Social bookmarking sites generate the type of visitor that comes in, and goes again. 10% reads anothere pages. This behaviour confirms what we found in the first graph (remember: they only stay about 20 seconds?): Low quality traffic.

We are quite a bit more successful with visitors coming in from search engines, blog catalogs and social media, where of the 100 visits, 30 other pages are read. This means these three types of traffic sources are important in turning an occasional visitor into a repeated visitor.

As search engines generate 39% percent of our traffic (see part I of this series) and of the 100 visits, 30 read another page. This shows a sign of interest, and an increased chance they will turn in to a loyal visitor. Rather surprising to me, as I thought search engine traffic was trashy. The figures proved me wrong.

This is once again a reminder of the importance of some basic Search Engine Optimization (SEO) to increase the quality of your blog’s visits through search engines, as briefly described in “Five things to do after creating a new blog”.

Clearly, amongst the most interested readers are our repeat visitors, our direct traffic, but look at those coming in via discussion forums and backlinks from other websites! Another proof of quality traffic from these sources.
You should be grateful for backlinks from other websites and blogs, and encourage people to link back to you. One simple way is to put a clear remark in your copy rights notice that you encourage people to use your content, as long as they link back!

But this graph also shows the quality of the traffic coming in from discussion forums: Once a visitor comes in from a forum, he or she will actually flip through the pages more than an average visitors.
As a blogger, I think we spend too little time in looking for discussion forums covering our interests, and we are not active enough on these forums.

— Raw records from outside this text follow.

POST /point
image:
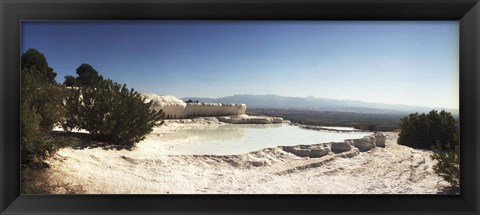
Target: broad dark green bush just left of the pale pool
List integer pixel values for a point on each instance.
(111, 112)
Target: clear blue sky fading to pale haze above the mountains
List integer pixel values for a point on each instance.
(401, 62)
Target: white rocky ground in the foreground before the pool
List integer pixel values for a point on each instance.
(393, 169)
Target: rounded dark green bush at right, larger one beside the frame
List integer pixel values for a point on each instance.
(425, 131)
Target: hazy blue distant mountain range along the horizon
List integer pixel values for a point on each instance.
(318, 104)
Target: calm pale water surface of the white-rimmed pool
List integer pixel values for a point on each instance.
(239, 139)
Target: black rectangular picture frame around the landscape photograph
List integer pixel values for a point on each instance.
(14, 11)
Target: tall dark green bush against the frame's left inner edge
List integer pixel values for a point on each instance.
(40, 104)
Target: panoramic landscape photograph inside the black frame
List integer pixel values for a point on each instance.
(240, 107)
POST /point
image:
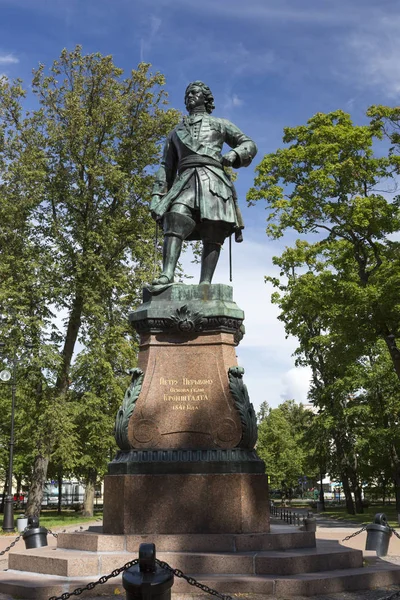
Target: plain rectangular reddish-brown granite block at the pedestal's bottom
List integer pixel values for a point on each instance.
(186, 503)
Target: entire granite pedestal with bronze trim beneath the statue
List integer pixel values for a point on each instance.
(187, 428)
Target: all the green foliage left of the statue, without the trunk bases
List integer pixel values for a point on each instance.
(76, 242)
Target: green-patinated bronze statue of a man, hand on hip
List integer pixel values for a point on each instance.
(193, 195)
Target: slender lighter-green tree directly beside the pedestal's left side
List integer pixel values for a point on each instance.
(99, 379)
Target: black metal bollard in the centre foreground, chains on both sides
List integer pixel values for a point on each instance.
(147, 580)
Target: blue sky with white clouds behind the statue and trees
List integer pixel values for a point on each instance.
(270, 64)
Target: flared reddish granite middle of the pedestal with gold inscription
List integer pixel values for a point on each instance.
(185, 396)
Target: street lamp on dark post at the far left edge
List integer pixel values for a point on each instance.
(5, 377)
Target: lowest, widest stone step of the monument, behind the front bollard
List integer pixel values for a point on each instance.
(378, 574)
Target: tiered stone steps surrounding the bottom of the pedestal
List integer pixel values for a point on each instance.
(271, 564)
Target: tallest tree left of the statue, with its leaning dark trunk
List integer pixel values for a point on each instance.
(76, 174)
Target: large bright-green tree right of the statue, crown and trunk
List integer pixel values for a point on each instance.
(338, 292)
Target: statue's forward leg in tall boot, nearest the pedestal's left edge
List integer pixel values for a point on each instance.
(177, 228)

Or maybe we are too modest to point people to a related post on our blog? Do so! Quality traffic guaranteed…

A similar graph shows the “bounce rate”: how many people will come in on a link, read the page and then leave your site without reading one single other page?

Bounce rates per blog visit

Bounce rates per blog visit

While the previous graph showed how many pages are read per visit, this graph shows how many people read a page and ‘get out’. The lower this figure, the better: we want people to come in, and read at least one more page before going again. Preferably 3, 10, 100 other pages! :-)

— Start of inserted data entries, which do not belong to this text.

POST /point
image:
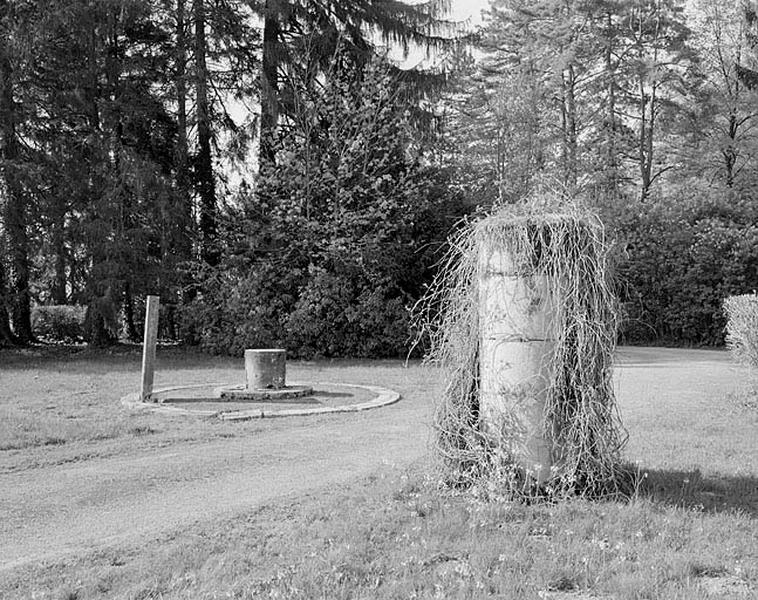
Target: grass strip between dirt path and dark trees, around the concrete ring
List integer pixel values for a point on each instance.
(59, 404)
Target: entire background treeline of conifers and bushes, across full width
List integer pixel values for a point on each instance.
(264, 168)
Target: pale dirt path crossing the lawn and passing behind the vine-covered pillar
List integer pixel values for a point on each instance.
(48, 512)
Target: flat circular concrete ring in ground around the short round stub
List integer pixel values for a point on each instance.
(384, 397)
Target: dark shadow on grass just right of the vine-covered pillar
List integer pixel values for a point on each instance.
(689, 489)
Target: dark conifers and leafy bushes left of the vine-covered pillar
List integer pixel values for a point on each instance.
(128, 140)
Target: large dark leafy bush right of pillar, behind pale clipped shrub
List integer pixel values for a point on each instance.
(679, 258)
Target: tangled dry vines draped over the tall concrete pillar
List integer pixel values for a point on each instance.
(567, 248)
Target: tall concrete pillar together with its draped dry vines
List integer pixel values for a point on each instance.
(523, 317)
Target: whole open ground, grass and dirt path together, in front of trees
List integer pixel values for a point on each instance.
(312, 530)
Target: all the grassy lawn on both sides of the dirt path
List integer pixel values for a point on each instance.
(689, 532)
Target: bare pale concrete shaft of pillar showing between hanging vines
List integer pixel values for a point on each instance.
(516, 346)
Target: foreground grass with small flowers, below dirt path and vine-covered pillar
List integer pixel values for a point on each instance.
(397, 536)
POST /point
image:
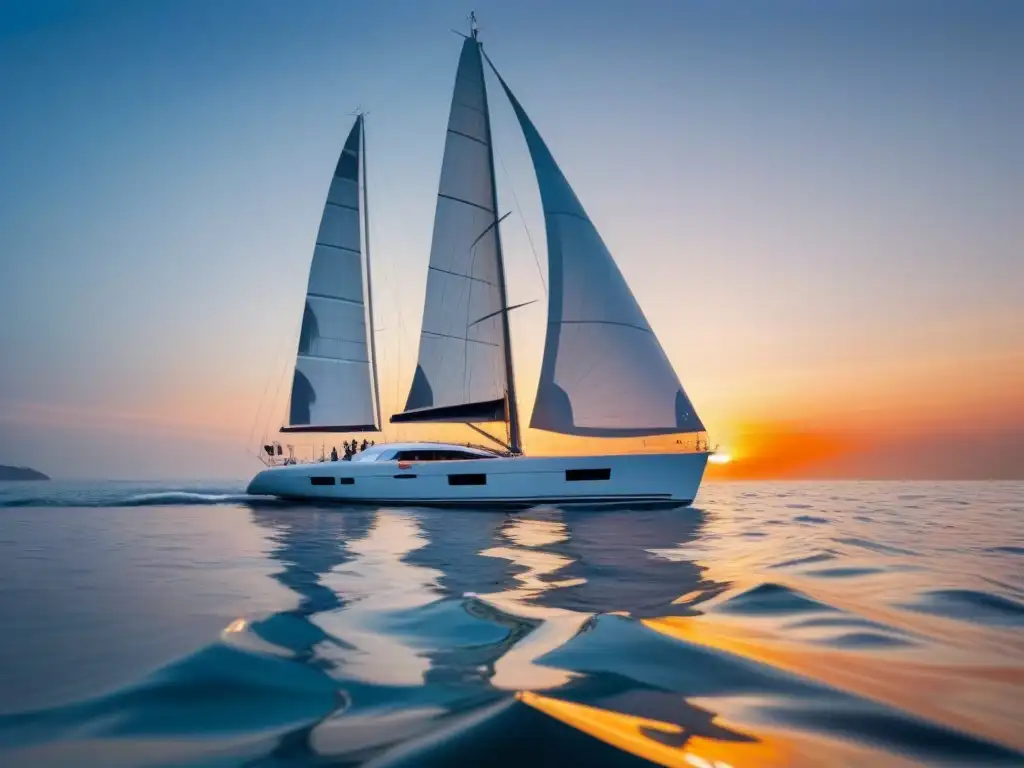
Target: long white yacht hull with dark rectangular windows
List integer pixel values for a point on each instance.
(647, 480)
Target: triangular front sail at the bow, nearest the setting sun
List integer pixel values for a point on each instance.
(604, 373)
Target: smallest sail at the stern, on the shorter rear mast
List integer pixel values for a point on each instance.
(333, 386)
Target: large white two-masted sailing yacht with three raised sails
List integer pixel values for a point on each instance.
(604, 373)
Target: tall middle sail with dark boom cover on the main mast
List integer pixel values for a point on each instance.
(460, 374)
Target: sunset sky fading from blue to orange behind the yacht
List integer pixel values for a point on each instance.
(820, 206)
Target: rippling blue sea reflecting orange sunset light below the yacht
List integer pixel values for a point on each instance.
(771, 625)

Once again, this graph shows the low quality visits from social bookmarking sites: only 7% of visitors referred to us by bookmarking sites go to another page before leaving the site.

Similarly, the highest quality traffic is from the direct traffic visitors and those coming in from discussion forums and other blogs/websites, confirming what we said before.

What have we learned now?

  1. Most visitors on a blog are first time visitors and spend little time before making up their mind if they want to stay. The first impression of content, appearance and speed of your blog are important to convert them into returning visitors.
  2. - Once again – the quality of the Search Engine Optimization is important to generate quality visitors coming from search engines.
  3. Backlinks from other blogs and websites generate quality traffic, so encourage other blogs and websites to link back to you. Make it easy for them through a liberal copyright policy.
  4. Discussion forum traffic is quality traffic. Invest time on forums, and don’t be shy to include a link back to your site for relevant content.
  5. While the volume of traffic coming in from social bookmarking sites is very high, the quality is low. Make sure you have the right tools to publish a post to a bookmarking site easily and fast so you don’t spend much time on it. Put care in giving a good title and description to your bookmarked posts.
  6. Unless if you find a blog catalog geared towards your interest, catalogs generate little traffic of low quality.

In the next post, we will draw our main conclusions.

Picture courtesy Shamus O’Reilly




2 Comments to “Understanding the traffic on your blog – Part 2: Traffic Quality”

  1. LucyW says:

    It would also be interesting to see some graphs over period of time.. How they evolved as the blog got “to be known”…

  2. admin says:

    Thanks, Lucy… Think this is a good idea!